1) Si un mango cae a una velocidad de 75m/s y tarda 26 seg. en caer. ¿ Cuál habrá sido la velocidad con qué el mango llegó al su

Lyrx [107]

Answer:

El mango llega al suelo a una velocidad de 329.982 metros por segundo.

Explanation:

El mango experimenta un movimiento de caída libre, es decir, un movimiento uniformemente acelerado debido a la gravedad terrestre, despreciando los efectos de la viscosidad del aire y la rotación planetaria. Entonces, la velocidad final del mango, es decir, la velocidad con la que llega al suelo, se puede determinar mediante la siguiente fórmula cinemática:

$v = v_{o}+g\cdot t$ (1)

Donde:

$v_{o}$ - Velocidad inicial, en metros por segundo.

$v$ - Velocidad final, en metros por segundo.

$g$ - Aceleración gravitacional, en metros por segundo al cuadrado.

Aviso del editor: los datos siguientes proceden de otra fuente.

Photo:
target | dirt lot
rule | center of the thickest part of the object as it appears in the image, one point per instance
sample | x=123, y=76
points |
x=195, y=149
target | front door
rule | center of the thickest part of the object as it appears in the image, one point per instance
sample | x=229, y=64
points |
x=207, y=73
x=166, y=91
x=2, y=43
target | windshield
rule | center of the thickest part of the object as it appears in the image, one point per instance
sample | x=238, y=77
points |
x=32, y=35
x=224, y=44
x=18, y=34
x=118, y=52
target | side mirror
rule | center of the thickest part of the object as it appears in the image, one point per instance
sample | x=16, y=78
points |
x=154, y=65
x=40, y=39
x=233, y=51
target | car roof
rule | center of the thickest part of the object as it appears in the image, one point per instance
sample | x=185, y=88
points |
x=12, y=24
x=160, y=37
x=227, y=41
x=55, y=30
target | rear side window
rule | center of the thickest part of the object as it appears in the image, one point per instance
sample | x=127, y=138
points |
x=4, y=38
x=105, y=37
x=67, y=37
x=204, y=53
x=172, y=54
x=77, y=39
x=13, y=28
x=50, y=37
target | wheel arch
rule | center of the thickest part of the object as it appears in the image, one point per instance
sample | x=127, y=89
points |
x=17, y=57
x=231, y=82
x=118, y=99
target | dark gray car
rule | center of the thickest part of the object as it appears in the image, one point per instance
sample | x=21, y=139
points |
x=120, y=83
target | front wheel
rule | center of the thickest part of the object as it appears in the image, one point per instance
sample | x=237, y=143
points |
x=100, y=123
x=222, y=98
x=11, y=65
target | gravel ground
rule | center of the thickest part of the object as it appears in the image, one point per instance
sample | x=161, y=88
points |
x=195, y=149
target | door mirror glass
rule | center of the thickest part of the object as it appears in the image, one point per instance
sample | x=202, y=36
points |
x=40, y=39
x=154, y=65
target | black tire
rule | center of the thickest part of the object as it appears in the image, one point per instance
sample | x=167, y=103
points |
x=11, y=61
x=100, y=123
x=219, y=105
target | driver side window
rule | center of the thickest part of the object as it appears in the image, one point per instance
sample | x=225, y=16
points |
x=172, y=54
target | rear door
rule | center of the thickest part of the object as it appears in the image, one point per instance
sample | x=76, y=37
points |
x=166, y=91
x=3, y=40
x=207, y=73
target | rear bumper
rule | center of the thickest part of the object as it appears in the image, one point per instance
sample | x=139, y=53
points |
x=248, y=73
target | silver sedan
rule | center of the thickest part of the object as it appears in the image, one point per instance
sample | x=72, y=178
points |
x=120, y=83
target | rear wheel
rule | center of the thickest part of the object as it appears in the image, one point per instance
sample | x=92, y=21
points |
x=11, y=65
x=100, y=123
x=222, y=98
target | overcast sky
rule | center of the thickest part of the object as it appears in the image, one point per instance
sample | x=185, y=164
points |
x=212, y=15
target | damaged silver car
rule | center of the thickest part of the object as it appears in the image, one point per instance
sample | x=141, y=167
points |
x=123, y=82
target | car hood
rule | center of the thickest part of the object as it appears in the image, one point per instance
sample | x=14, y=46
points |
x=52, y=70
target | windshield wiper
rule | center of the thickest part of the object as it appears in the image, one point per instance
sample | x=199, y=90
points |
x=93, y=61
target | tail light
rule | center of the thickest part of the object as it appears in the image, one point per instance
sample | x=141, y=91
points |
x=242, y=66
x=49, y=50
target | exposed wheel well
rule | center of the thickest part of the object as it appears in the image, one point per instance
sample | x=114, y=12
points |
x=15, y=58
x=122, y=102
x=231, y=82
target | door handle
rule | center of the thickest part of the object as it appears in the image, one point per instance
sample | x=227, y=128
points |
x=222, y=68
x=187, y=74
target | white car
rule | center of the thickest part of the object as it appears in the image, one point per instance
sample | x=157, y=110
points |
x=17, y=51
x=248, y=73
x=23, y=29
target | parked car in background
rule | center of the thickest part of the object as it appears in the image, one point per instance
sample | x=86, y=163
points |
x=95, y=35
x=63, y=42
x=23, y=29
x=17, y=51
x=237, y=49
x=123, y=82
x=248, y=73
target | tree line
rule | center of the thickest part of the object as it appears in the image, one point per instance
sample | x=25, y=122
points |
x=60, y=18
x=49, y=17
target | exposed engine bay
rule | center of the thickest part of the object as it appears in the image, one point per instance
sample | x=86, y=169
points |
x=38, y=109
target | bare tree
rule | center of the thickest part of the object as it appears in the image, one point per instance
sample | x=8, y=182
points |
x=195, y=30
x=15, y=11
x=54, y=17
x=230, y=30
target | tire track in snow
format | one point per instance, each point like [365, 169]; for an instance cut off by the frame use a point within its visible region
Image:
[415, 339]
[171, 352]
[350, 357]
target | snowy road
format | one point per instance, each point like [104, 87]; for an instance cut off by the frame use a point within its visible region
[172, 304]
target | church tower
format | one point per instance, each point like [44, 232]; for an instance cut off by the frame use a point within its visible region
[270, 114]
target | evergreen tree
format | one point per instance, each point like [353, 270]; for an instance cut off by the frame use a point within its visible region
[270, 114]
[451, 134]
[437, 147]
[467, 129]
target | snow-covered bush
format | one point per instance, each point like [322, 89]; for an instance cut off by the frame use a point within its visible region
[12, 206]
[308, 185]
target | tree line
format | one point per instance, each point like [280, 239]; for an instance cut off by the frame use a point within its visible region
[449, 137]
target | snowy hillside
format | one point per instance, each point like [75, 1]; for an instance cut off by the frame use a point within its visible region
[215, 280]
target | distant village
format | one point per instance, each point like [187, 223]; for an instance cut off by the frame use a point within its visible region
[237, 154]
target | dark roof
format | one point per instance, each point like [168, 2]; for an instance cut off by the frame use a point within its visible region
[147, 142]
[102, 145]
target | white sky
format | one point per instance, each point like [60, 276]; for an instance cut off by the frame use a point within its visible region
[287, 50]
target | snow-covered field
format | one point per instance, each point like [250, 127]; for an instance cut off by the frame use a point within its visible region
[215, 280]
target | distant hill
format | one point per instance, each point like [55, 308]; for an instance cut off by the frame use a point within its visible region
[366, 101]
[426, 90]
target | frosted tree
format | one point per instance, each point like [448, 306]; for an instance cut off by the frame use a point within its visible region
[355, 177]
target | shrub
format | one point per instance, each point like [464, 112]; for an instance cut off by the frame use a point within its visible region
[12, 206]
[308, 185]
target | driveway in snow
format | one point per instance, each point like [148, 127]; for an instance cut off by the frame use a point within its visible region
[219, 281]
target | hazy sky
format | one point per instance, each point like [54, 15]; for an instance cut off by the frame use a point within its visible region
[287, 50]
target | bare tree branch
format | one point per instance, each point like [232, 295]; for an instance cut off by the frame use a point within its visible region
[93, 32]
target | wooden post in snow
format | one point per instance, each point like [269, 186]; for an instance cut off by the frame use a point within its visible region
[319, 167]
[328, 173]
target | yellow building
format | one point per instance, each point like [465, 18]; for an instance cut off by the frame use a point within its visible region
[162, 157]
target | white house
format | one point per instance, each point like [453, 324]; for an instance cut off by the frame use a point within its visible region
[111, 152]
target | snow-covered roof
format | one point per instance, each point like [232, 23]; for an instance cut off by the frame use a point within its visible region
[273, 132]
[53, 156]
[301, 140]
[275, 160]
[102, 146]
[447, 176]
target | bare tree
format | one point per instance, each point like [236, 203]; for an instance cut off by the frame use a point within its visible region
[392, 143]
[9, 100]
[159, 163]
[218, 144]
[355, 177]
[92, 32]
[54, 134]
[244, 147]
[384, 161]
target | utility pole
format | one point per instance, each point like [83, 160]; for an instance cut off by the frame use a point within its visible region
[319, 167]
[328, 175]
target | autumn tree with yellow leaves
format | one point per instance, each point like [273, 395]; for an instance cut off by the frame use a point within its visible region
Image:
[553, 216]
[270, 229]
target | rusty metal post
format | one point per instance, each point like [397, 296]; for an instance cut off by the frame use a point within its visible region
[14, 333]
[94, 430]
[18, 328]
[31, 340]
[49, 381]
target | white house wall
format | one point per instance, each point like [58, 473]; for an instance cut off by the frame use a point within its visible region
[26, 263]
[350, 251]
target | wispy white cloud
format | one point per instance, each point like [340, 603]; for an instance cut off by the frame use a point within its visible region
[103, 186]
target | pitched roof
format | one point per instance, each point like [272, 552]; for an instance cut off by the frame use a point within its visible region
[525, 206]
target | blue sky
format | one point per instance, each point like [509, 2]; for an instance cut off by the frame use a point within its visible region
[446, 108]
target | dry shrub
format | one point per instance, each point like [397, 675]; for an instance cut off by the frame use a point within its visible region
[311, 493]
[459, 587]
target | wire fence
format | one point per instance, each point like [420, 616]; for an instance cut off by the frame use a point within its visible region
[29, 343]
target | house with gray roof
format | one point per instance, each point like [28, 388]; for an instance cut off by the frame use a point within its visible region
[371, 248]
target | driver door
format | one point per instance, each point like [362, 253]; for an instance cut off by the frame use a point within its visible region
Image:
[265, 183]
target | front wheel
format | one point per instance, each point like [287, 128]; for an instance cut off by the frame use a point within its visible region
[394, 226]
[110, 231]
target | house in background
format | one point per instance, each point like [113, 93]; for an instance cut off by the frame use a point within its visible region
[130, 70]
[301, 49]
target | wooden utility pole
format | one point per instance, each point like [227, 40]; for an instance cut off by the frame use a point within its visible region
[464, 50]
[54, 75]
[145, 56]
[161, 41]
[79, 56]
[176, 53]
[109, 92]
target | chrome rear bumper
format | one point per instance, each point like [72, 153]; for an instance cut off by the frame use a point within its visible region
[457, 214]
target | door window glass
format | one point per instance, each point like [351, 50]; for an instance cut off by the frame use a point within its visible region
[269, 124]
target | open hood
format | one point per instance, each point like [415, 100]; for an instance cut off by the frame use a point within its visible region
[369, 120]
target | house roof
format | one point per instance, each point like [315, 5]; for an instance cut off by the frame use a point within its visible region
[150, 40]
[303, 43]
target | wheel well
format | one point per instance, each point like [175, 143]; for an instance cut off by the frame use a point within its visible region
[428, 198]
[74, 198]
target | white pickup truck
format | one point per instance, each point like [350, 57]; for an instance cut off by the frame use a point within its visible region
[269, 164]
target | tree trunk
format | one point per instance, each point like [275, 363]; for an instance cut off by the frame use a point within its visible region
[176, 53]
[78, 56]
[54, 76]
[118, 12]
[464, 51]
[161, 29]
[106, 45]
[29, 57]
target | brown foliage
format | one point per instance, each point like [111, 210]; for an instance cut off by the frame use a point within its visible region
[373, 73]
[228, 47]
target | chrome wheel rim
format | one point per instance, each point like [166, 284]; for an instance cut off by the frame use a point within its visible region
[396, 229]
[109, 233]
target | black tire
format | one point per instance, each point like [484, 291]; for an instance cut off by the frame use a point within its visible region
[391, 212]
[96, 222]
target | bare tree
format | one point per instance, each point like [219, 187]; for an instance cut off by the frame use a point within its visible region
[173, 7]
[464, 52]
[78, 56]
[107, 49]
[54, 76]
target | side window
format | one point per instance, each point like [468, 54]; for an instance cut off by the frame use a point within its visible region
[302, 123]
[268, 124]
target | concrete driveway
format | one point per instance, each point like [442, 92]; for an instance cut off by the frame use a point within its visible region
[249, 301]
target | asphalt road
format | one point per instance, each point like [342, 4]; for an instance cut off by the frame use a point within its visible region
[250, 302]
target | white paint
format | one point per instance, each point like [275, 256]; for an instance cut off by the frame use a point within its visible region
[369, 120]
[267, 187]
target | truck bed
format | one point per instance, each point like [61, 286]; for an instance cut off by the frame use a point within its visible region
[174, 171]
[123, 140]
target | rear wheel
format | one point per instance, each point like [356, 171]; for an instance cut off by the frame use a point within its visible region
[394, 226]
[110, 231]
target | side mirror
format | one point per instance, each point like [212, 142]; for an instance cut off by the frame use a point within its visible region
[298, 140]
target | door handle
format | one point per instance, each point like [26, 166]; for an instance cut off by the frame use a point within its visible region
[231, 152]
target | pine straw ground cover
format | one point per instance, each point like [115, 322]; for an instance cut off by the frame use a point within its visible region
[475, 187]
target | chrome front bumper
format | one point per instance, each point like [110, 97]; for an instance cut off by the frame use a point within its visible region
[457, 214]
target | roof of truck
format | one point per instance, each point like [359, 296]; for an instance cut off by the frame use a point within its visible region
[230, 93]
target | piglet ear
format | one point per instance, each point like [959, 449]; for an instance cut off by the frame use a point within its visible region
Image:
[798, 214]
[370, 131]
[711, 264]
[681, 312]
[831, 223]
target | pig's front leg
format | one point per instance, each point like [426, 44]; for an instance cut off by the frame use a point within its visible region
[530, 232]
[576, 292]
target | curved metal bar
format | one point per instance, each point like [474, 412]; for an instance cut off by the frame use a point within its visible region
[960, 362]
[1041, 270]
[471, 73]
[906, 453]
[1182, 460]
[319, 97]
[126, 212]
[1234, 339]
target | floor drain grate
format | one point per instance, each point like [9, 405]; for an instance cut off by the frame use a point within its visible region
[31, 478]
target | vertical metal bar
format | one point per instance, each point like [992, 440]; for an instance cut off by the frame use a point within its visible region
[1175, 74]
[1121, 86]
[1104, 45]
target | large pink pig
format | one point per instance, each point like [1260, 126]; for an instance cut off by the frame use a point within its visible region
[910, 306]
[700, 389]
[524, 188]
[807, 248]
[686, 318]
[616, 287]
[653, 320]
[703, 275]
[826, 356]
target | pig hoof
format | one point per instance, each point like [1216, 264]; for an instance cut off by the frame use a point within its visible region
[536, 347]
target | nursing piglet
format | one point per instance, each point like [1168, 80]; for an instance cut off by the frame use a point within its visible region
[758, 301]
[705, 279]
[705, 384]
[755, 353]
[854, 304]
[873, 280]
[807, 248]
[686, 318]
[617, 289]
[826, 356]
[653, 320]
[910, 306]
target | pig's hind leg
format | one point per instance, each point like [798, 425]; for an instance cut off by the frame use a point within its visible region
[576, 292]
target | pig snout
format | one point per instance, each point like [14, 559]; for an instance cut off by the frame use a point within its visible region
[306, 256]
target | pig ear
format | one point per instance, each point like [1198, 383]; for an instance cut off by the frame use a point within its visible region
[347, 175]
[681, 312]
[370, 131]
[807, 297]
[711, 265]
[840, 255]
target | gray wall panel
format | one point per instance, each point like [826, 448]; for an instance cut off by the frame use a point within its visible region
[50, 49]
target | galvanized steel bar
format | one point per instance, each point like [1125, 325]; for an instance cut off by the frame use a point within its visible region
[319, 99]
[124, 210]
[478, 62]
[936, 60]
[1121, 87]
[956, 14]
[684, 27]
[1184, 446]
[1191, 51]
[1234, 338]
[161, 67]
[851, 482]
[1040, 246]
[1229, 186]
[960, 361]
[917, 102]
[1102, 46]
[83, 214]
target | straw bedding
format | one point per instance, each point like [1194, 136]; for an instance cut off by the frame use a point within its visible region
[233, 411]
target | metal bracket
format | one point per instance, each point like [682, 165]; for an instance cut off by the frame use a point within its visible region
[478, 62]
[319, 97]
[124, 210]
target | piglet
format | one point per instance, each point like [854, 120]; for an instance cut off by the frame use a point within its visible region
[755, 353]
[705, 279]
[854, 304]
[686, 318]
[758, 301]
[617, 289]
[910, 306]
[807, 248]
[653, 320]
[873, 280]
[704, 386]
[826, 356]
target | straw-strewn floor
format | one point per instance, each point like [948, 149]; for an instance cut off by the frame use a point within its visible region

$t$ - Tiempo, en segundos.

Si sabemos que $v_{o} = -75\,\frac{m}{s}$ , $g = -9.807\,\frac{m}{s^{2}}$ y $t = 26\,s$ , entonces la velocidad final del mango es:

$v = v_{o}+g\cdot t$

$v = -75\,\frac{m}{s}+\left(-9.807\,\frac{m}{s} \right)\cdot (26\,s)$

$v = -329.982\,\frac{m}{s}$

El mango llega al suelo a una velocidad de 329.982 metros por segundo.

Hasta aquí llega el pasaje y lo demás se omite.